悪いのは私…。行動を起こす前にすぐ言い訳をして、結局は現状に甘んじてしまう。
春が終わり、入学からすでに数ヶ月が経過した…。それでも奈緒は、過去の居場所から一歩も動くことが出来ずにいる。
「―――ほら、お前ら。噂話もいいけど、することないならそろそろ帰ったらどうだ?もう結構良い時間だろ」
「な、なによ…。神木君には関係ないでしょ」
「大ありだよ。今日の日直、誰だと思ってんだ…。居座られると、俺が帰れないんだってば」
…途切れる会話。まだ何か不満があるのか、延々と文句をこぼす女生徒たちの声が、少しずつ廊下の向こうへと遠ざかっていく。
代わりに奈緒の視界に入ったもの…それはこちらを覗き込むように机に落ちる、一つの影だった。
奈緒との距離感を測りかねているのか、その肩口が落ち着きなくそわそわと揺れ動いている。
「…?」
「あ〜…住田?あのさ、今日日直だよな、俺とお前の二人で…」
「……。」
ようやく正面に向き直った奈緒の瞳が、頬をかくクラスメイトの姿を捉えた。
…見覚えのある顔だ。実際に言葉を交わしたのは数えるほどだが、遠目に何度か見かけた屈託ない笑顔が印象的な少年だった。
「…神木君」
確認のために、彼の名前を呼んでみる。奈緒の応対に幾分安堵したのか、少年の眉根が少し開いた。

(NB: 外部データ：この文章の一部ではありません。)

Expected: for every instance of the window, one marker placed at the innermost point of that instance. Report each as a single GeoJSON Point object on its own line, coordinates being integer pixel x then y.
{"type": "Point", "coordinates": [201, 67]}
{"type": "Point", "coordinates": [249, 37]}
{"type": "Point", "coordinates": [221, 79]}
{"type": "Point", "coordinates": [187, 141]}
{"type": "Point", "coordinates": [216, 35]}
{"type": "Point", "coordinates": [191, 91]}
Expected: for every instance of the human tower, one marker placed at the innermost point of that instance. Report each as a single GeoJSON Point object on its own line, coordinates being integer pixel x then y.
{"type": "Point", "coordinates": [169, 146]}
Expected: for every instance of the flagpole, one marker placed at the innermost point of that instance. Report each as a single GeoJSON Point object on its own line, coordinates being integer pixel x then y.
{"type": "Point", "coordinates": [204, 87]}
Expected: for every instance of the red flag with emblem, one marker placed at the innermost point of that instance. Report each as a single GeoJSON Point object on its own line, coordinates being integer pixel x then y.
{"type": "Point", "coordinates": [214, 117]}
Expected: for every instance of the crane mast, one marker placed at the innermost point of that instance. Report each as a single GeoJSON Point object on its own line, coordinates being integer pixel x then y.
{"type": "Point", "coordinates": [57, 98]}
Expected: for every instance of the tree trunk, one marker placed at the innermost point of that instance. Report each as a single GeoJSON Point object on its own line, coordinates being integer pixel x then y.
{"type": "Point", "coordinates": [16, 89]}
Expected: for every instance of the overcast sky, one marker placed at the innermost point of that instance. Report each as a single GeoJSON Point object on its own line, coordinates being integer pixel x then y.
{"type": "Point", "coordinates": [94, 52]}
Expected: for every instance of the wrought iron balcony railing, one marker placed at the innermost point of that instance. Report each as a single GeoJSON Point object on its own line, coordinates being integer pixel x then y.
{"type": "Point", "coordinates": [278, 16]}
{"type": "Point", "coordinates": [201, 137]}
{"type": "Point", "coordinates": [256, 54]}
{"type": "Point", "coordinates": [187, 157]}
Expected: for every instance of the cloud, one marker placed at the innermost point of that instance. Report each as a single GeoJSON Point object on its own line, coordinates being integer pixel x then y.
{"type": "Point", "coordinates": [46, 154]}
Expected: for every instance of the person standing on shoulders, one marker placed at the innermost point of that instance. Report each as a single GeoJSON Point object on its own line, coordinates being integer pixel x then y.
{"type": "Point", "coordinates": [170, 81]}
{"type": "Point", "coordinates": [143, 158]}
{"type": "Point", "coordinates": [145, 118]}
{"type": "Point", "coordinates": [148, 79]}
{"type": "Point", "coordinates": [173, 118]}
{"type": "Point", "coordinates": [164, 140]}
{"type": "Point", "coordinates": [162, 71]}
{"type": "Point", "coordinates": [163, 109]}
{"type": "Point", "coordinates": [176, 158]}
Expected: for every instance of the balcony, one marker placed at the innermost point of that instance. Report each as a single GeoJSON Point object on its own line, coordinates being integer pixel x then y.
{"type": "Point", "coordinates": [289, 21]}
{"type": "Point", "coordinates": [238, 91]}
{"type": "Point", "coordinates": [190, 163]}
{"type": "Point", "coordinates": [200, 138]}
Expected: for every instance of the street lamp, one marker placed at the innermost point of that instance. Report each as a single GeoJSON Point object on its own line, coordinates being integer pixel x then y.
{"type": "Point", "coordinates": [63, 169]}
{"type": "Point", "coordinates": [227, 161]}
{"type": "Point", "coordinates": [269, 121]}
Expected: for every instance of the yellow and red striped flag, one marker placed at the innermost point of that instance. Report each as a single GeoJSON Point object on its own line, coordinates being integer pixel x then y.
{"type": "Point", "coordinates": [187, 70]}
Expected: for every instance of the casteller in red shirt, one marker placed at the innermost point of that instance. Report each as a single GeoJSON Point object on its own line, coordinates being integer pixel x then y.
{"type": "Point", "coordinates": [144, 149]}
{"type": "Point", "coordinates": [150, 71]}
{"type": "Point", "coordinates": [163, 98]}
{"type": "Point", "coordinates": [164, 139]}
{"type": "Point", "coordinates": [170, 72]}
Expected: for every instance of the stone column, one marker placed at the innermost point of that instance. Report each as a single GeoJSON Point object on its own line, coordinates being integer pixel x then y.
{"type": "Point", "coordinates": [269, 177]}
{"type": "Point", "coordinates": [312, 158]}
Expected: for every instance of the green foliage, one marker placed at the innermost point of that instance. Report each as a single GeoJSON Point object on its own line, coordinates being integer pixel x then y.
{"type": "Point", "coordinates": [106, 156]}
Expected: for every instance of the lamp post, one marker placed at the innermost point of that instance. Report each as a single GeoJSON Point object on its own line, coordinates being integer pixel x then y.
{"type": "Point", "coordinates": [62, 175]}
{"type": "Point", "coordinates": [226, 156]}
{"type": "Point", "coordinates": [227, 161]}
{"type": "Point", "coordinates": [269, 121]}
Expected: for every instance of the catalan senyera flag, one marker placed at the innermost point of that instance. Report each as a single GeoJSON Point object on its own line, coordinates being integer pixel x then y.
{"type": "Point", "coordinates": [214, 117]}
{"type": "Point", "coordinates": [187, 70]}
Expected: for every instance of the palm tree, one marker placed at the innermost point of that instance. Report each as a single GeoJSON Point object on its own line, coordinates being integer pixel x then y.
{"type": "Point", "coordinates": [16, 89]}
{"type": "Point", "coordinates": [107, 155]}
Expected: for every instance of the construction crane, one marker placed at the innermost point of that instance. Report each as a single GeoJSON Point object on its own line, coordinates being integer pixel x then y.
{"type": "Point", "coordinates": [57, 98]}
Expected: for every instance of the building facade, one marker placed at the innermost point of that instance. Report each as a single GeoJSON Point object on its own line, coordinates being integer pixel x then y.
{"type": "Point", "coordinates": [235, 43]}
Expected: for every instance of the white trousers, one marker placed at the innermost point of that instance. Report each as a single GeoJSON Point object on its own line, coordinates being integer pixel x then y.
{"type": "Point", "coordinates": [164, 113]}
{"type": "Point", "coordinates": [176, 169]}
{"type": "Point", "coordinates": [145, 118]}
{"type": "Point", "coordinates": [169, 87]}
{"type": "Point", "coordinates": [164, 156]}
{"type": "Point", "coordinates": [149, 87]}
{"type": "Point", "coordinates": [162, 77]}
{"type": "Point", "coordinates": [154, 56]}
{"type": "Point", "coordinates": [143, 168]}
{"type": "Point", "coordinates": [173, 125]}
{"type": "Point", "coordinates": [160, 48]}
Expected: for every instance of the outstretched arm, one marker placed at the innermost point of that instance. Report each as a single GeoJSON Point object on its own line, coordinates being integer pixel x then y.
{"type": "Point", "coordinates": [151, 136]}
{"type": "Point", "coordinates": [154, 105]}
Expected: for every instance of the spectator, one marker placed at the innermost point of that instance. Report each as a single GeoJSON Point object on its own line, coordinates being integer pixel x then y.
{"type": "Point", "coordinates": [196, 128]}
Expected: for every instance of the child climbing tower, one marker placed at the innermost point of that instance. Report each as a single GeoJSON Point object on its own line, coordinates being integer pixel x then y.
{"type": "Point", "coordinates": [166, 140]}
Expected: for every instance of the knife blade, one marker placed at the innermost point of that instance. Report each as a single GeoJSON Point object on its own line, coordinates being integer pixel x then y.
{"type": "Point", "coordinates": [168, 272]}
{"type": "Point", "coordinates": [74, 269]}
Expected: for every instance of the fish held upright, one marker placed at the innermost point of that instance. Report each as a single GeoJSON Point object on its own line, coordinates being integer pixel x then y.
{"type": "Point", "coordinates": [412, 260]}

「うん、分担して早く終わらせちまおうぜ。俺は黒板を消すから、住田には学級日誌を頼んでもいいか?」
また笑顔…。
遠慮がちにうなづく奈緒の様子を一瞥して、彼は教壇に向かって歩いてゆく。
心地良い余韻を残すその声をなんとなく胸の内で反すうしながら、奈緒は渡された日誌のページを無言で開いた―――――…
◇
(―――神木則雄くん…。前にクラスの女子の間で、何度か話題に昇っていたっけ…)
階段をくだり、二人でゴミ箱を運ぶ最中(さなか)。半歩前を歩く少年の背中を、奈緒はぼんやりと眺めていた。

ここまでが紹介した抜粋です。